Good News

The headlines of today are sufficiently dreary that I thought I’d buck the trend and draw some attention to what little good news I could find.

Capt. Chesley Sullenberger, the pilot who successfully glided his plane into the Hudson River after a flock of geese had killed power in both engines, will return to work after completing his mandatory re-training course:

The US Airways pilot who glided his jet safely into New York’s Hudson River will return to the cockpit soon, the airline said Monday.

Capt. Chesley “Sully” Sullenberger will pilot regular flights as well as join the airline’s flight operations safety management team. The airline said it was working out the details of his return to flight duties.

Sullenberger, 58, has finished the training required to return to the cockpit and is eligible to fly, said US Airways Group Inc. spokesman Jonathan Freed. On Jan. 15, Sullenberger ditched the Airbus A320 in the Hudson after a collision with a flock of geese killed power in both engines minutes after takeoff from LaGuardia Airport. All 155 people on the plane survived

The only filling station that was designed by Frank Lloyd Wright will be restored:

The prairie-style homes, churches, hotels and public buildings designed by Frank Lloyd Wright are well-known.

But the famed architect also designed a service station in this town about 20 miles west of Duluth.

And now the family that owns it is restoring and preserving it after about 30 years of neglect.

It’s the only service station ever designed by Wright, the renowned early-20th century architect and longtime Oak Park resident.

The station was built in 1958 but had fallen into disrepair. Since last year, the owners have spent nearly $250,000 to restore some of Wright’s original design touches, including copper trim around the roof and ’50s-style garbage cans.

An elderly woman has sold the pair of pistols gathering dust on her shelf for $130,000:

It sat on a shelf in the closet for years, a rosewood case containing two Civil War-era revolvers with ivory handles. The guns had been a gift from a friend to Sharlene Perez’s late husband, but they held no sentimental value for her. So in June, she decided it was time to sell them.

She slipped the case into a sturdy Lord & Taylor shopping bag and took a taxi six blocks to meet appraiser Greg Martin in midtown Manhattan, N.Y. She knew that there were engravings on the barrels, that the grips were monogrammed and that an inscription on the lid of the case indicated that townspeople in Watertown, N.Y., had given the guns to William C. Browne, a local man heading off to serve as a colonel in the Civil War.

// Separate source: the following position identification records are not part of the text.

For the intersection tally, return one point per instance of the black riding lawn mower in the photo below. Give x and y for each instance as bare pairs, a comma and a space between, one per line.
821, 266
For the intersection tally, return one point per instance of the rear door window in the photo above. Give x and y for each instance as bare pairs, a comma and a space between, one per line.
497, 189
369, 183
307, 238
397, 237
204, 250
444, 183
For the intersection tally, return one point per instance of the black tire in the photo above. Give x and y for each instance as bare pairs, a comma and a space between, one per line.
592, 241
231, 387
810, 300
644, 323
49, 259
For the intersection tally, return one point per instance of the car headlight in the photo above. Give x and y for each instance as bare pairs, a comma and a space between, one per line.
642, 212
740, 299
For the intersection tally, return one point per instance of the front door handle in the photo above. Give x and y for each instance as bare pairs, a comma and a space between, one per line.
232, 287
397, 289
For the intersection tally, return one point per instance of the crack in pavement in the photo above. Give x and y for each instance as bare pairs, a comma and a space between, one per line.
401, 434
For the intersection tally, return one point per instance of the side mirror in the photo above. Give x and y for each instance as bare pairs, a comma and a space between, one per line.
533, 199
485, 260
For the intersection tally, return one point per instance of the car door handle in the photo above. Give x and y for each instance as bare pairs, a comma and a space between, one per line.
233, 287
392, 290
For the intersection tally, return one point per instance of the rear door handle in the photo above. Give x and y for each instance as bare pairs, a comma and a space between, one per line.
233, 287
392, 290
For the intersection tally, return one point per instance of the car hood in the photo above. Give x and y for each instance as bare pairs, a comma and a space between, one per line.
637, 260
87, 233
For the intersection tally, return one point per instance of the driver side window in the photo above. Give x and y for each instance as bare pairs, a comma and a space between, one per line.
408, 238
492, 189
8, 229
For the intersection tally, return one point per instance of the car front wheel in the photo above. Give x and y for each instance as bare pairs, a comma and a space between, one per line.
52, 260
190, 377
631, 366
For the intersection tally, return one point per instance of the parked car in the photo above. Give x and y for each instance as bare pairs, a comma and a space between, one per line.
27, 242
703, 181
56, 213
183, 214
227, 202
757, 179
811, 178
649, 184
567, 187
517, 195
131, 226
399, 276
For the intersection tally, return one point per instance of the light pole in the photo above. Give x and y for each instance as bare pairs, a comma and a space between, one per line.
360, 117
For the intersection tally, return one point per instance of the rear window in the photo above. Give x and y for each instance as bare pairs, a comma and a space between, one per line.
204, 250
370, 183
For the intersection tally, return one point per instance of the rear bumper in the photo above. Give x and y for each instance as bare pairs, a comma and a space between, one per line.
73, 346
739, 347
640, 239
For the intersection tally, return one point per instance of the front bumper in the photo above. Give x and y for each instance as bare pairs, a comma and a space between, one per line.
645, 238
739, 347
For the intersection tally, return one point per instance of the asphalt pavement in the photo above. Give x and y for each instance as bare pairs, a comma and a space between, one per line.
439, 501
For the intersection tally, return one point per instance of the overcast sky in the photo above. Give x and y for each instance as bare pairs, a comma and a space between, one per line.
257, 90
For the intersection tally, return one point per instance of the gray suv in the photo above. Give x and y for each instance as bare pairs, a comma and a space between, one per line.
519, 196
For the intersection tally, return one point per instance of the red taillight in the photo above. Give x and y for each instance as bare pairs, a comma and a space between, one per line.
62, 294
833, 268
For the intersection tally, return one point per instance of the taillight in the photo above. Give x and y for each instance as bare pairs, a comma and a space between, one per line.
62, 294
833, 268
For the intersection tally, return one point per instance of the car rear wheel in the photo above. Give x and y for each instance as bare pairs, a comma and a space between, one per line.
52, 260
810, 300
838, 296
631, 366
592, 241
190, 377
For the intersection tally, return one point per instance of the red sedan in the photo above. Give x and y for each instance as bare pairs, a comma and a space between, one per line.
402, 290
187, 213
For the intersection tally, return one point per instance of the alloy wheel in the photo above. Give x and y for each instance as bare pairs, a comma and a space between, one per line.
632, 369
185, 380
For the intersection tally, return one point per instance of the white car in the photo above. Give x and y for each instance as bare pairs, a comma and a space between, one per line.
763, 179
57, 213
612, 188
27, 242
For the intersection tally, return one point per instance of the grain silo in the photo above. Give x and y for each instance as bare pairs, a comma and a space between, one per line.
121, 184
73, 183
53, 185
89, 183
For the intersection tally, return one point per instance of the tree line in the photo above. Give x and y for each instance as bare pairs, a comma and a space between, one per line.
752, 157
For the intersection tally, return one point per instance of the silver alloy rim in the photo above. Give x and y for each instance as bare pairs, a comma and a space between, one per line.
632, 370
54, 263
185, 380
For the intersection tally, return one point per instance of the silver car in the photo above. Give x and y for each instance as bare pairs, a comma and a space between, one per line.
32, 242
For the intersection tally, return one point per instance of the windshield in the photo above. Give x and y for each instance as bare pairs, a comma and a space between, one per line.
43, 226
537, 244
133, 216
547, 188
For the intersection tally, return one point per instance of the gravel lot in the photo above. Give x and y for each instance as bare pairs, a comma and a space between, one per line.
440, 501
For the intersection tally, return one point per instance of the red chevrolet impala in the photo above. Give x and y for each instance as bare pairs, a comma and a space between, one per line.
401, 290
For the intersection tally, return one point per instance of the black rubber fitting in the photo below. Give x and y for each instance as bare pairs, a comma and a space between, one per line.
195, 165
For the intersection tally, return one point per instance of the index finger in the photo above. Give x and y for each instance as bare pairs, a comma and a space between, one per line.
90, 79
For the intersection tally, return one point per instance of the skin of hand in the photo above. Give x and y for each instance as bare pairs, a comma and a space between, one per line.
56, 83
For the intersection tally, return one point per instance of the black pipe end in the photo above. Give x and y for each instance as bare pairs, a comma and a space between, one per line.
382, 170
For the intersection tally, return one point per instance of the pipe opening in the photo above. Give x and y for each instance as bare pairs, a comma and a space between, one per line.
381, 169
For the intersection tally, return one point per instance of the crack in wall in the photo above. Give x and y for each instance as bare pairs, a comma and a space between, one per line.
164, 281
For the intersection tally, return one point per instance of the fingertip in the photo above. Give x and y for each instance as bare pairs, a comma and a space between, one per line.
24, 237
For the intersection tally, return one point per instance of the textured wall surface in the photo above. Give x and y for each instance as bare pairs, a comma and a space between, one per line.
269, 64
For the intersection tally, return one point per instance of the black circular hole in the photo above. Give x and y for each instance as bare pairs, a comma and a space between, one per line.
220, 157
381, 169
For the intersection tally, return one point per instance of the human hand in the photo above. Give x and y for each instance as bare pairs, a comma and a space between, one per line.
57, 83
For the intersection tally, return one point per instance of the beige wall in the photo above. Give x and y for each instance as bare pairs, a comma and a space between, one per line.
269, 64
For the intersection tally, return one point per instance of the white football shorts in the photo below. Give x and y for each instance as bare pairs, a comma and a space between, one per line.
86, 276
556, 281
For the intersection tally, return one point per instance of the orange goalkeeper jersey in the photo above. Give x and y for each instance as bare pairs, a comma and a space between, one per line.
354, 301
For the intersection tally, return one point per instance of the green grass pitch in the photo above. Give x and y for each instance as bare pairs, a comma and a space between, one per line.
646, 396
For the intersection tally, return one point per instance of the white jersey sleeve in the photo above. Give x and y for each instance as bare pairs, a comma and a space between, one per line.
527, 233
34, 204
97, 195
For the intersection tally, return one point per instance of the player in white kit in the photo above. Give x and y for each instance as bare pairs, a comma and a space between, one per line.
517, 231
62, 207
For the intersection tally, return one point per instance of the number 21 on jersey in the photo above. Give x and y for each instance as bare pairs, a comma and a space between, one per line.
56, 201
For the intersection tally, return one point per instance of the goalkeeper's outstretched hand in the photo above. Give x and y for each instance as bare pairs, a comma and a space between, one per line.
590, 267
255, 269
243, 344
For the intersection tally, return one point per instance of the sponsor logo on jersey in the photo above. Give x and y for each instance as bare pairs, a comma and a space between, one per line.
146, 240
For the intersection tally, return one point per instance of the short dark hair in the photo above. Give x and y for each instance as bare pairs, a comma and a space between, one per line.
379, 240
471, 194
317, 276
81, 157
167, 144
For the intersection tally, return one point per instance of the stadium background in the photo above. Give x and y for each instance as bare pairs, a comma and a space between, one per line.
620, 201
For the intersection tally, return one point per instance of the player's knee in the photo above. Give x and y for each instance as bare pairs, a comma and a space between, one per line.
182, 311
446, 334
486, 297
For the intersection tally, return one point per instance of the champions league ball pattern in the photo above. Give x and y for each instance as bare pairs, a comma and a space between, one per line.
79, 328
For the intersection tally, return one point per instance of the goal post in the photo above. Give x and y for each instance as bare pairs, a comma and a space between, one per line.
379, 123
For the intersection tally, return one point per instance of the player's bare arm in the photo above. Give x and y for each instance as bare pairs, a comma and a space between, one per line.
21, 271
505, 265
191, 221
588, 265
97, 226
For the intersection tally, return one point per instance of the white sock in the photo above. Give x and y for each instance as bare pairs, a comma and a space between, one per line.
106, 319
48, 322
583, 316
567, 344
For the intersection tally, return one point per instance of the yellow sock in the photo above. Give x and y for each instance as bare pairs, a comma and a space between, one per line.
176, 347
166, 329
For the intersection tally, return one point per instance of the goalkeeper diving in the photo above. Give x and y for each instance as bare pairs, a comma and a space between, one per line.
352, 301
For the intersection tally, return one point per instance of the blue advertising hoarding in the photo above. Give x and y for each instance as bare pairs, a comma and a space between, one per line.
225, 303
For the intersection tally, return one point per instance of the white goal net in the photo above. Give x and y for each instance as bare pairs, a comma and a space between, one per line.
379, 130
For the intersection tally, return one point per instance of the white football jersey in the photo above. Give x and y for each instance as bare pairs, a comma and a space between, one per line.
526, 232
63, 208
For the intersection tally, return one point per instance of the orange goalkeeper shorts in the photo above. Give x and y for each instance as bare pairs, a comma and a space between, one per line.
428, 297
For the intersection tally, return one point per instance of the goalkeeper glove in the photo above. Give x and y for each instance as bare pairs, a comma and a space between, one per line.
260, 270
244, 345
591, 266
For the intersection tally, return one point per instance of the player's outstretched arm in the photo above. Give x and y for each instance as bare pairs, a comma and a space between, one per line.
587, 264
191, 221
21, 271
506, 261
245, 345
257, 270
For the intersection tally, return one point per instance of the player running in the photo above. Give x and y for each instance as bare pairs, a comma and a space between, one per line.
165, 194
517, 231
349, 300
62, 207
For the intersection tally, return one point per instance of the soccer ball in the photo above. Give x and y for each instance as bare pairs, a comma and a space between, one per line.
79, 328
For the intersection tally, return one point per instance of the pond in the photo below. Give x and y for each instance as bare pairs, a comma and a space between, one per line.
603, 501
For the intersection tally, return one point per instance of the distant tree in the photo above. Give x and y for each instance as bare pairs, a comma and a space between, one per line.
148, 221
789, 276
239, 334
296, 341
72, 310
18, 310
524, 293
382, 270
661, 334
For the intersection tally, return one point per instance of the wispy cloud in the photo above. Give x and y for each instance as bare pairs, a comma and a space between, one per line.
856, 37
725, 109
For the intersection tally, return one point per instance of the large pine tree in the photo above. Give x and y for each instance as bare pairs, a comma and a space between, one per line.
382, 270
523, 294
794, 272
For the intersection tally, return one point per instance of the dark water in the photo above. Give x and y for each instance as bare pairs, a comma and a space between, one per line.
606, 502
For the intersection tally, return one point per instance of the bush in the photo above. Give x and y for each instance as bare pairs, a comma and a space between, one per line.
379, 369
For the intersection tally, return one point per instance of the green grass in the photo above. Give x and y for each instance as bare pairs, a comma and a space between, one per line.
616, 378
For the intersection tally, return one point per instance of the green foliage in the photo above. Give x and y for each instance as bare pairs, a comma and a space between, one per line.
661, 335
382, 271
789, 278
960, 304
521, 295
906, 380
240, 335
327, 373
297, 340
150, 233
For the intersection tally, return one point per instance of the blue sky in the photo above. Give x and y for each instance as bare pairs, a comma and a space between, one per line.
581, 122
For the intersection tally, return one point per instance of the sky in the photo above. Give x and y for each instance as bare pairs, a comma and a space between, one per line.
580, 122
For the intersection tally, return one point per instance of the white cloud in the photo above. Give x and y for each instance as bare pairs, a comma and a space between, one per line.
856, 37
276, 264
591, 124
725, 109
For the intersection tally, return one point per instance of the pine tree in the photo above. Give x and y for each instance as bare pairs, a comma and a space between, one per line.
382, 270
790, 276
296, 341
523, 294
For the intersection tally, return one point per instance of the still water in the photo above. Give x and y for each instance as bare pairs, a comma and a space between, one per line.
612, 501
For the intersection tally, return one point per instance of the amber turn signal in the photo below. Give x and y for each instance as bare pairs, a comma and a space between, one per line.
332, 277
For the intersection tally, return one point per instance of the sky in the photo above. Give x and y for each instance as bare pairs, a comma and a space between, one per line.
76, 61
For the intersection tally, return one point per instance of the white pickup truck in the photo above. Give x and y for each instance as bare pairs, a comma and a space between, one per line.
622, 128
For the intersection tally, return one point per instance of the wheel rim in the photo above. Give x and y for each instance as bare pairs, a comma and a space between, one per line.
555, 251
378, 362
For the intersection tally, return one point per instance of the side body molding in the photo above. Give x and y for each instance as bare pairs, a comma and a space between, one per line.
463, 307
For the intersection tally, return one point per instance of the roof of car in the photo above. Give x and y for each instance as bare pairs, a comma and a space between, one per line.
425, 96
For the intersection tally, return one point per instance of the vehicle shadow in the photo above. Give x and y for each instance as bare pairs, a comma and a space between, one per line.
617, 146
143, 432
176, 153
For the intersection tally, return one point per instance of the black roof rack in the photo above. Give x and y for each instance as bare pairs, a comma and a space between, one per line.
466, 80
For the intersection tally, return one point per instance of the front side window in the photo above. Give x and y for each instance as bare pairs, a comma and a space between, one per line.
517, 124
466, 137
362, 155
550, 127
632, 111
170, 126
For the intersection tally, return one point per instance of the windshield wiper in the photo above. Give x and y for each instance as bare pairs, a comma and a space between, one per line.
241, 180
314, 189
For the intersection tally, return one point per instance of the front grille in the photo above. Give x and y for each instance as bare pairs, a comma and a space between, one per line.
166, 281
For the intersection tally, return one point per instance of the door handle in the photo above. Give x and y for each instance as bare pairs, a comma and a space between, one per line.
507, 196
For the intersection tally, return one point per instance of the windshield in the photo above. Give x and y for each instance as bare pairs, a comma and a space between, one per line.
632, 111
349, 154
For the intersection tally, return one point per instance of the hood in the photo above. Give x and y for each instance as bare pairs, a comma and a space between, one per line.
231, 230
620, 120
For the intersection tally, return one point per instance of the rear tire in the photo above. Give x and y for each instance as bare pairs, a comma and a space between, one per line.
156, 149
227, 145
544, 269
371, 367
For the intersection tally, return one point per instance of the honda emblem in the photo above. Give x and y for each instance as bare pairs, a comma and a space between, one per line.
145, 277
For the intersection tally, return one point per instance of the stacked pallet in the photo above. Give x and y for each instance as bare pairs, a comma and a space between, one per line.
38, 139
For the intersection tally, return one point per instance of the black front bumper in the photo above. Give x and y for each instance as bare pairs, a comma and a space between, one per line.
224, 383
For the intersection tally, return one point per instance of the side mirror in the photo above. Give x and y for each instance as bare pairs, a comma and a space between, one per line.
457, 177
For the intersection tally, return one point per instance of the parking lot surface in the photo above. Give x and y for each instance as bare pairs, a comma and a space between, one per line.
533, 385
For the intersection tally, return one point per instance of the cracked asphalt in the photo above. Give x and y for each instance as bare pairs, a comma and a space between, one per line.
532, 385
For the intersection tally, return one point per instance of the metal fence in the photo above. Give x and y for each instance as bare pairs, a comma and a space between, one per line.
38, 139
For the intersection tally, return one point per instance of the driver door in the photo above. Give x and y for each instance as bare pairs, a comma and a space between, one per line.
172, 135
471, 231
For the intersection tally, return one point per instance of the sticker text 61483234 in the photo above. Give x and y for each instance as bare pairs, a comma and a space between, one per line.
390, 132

In her most optimistic moments, Perez hoped the guns might net $20,000.

Instead, she “about keeled over,” Martin said, when he told her the guns were Colt 1851 Navy revolvers and might be worth 10 times as much. He told her there would be an auction in Anaheim in September. He told her he would set the appraisal value at $125,000 to $250,000.

On Sunday afternoon at the Doubletree Hotel Anaheim in Orange, Perez, 74, sat with ice-cold hands and a stepped-up heartbeat as auctioneer Scott Bradley said, “Let’s start the bidding at $50,000.”

Martin, who has an auction business with offices in San Francisco and Irvine, clearly was enjoying the buildup to the auction and Perez’s near-certain windfall. “I’m excited because of the unlikelihood of finding something like this,” he said a few days before the auction. “These could have been a nice couple of unengraved guns and gone for $10,000 to $12,000.”

But the combination of a matched set engraved by Gustave Young — a master of that time period — the ivory grips and the personalized nature of the Civil War connection raised their potential value, Martin said.

I may make this a regular feature.

If you’ve got any good news to contribute, please leave the links in the comments.